Information sur la Formation et Orientation Professionnelle

Cette priorité législative et réglementaire, donnée à l’information sur la formation, pose la question de la place de l’orientation professionnelle au début des années 70. En effet, du fait d’une situation économique encore florissante, même si certains indicateurs pouvaient contredire cette affirmation en montrant des signes d’essoufflement, la préconisation de l’Éducation nationale d’accueillir les adultes ne s’est pas accompagnée de moyens spécifiques et les services existants de l’ANPE et de l’AFPA semblaient suffisants pour aider ce public dans ses besoins de reconversion ou d’évolution professionnelle. Est-ce à dire que l’orientation professionnelle des adultes, en final exclusivité du ministère du Travail, ne serait liée qu’à des situations de crise et à des politiques d’emploi mises en œuvre quand celui-ci va mal et se raréfie? C’est ce que semble confirmer le développement des dispositifs à partir des années 80, marquées par une amplification des difficultés économiques.

D’autres arguments viennent attester ce point de vue d’une dominante de l’information en période de croissance économique. La loi sur la Formation professionnelle continue (FPC), issue d’un consensus entre partenaires sociaux et d’un courant de pensée libéral et humaniste, se voulant une seconde chance à côté de l’École, a donné naissance à un nouveau droit, celui de se former tout au long de la vie, qu’il fallait faire connaître à l’ensemble de la population. Il fallait donc préparer les mentalités à cette nouvelle réalité d’une formation continue prolongeant la formation initiale. De plus, le législateur, préconisait un pluralisme des dispensateurs de formation et d’information obligeant les services publics et les organismes privés à travailler ensemble. S’adressant prioritairement aux salariés, il avait plutôt envisagé des structures d’information sur la formation, intégrées dans une action sociale globale qui permettait d’accéder plus rapidement à la connaissance des droits de chacun.
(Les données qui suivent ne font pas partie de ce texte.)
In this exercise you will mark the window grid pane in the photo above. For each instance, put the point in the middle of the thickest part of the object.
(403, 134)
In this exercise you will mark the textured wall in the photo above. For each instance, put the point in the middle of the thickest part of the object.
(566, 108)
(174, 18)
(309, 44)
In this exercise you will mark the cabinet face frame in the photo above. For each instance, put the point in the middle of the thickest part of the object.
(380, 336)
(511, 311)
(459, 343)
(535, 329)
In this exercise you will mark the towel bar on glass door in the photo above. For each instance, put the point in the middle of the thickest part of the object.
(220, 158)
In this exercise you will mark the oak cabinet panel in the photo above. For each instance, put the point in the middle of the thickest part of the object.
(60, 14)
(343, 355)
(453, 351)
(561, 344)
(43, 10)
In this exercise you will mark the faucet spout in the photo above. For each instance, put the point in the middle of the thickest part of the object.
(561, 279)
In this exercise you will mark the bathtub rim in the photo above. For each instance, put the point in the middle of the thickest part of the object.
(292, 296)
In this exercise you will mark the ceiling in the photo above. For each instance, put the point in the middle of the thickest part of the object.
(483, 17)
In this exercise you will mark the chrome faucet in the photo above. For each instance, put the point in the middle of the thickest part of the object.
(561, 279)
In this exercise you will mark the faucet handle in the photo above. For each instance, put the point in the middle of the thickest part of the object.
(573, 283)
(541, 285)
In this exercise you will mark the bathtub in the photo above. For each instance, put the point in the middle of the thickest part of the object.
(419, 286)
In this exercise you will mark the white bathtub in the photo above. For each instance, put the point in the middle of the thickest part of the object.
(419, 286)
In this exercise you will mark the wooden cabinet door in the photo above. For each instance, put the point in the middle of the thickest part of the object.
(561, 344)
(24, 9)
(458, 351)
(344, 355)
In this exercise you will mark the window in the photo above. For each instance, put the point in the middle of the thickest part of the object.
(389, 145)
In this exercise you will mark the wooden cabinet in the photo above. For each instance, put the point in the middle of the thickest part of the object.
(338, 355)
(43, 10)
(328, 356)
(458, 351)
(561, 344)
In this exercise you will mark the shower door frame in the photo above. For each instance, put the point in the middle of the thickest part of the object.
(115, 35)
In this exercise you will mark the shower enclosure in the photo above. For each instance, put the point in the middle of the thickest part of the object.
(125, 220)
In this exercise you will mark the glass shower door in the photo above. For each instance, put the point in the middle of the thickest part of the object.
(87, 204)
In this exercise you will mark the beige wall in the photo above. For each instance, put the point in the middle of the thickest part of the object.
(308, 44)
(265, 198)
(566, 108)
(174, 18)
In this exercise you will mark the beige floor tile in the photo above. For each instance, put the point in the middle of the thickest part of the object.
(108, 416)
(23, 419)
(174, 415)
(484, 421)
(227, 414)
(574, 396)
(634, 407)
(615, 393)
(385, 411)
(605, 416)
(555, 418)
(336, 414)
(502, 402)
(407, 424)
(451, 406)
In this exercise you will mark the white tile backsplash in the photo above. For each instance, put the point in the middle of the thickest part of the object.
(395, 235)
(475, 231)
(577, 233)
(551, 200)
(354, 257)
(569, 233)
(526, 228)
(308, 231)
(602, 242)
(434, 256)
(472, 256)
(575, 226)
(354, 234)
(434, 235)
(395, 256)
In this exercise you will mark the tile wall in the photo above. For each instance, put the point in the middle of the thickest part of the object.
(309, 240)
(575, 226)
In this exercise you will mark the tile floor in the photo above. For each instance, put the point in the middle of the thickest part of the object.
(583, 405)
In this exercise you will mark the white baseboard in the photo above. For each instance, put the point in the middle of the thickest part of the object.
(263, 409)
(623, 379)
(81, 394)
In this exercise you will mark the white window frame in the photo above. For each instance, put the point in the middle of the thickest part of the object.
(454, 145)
Le dispositif d’Information sur la formation, issu de la loi de 1971, qui dépendait d’un Secrétariat d’État rattaché au Premier ministre, comportait une dimension interministérielle plus riche d’initiatives que s’il avait été géré par le seul ministère du Travail 171 . Rappelons qu’à cette époque ce dernier avait une action plus restreinte, principalement de régulation des conflits sociaux, comme en témoignent les célèbres accords de Grenelle.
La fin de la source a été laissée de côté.